アフリカ・コンゴの湿地帯草原にいるゴリラの家族(西原氏撮影)

 なぜこんなに心地よいのだろう。筆者がそう感じたのは、1989年以来30年間、野生生物の調査研究や環境保全に関わってきたアフリカ・コンゴ盆地の熱帯林の中であった。そのままそこで大地にひれ伏したい強烈な衝動にかられる。森のガイドを頼んだ森を熟知する先住民族ピグミーとの出会いはさらに圧倒的な衝撃を授けた。なにげなく聞く彼らのさりげない会話。これがまるでさざ波のように流れぼくの心を震わす。そしてピグミーの伝統的な歌と踊りを目の前にして、そのまま文字通り舞い上がってしまいそうな陶酔感。森林環境音と民族音楽には強い連関性があると、ぼくは揺るぎない思いを直感的に抱いた。

 

 長い年月に渡るこの疑問を解き明かしていた研究に奇跡的に出会うことができた。異分野連携を駆使したこの研究は、これまで収録してきた森林の環境音や世界中の民族音楽には可聴域の周波数だけでなくそれを超える超高周波が含まれることを明らかにした。その超高周波が脳の深部に作用し、ストレスフリーの「心地よさ」〈快〉を感じさせるのだという。
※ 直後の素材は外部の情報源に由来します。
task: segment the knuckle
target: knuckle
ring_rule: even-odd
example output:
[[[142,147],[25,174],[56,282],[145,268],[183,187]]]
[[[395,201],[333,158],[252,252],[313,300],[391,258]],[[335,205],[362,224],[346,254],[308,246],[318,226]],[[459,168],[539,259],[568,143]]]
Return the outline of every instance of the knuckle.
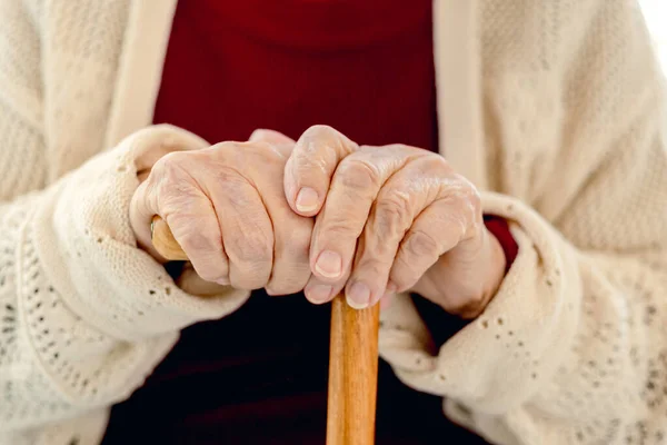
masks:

身体の諸機能をつかさどる様々な代謝を正常に保つ効果があるからだ。この「ハイパーソニック・エフェクト」は、人類が心身ともに健全でまっとうな「本来」の生き方を継続していく上で必要不可欠なものなのである。

 

森林消失と鉱物資源開発

 

コンゴ盆地の熱帯林を歩く先住民(筆者撮影)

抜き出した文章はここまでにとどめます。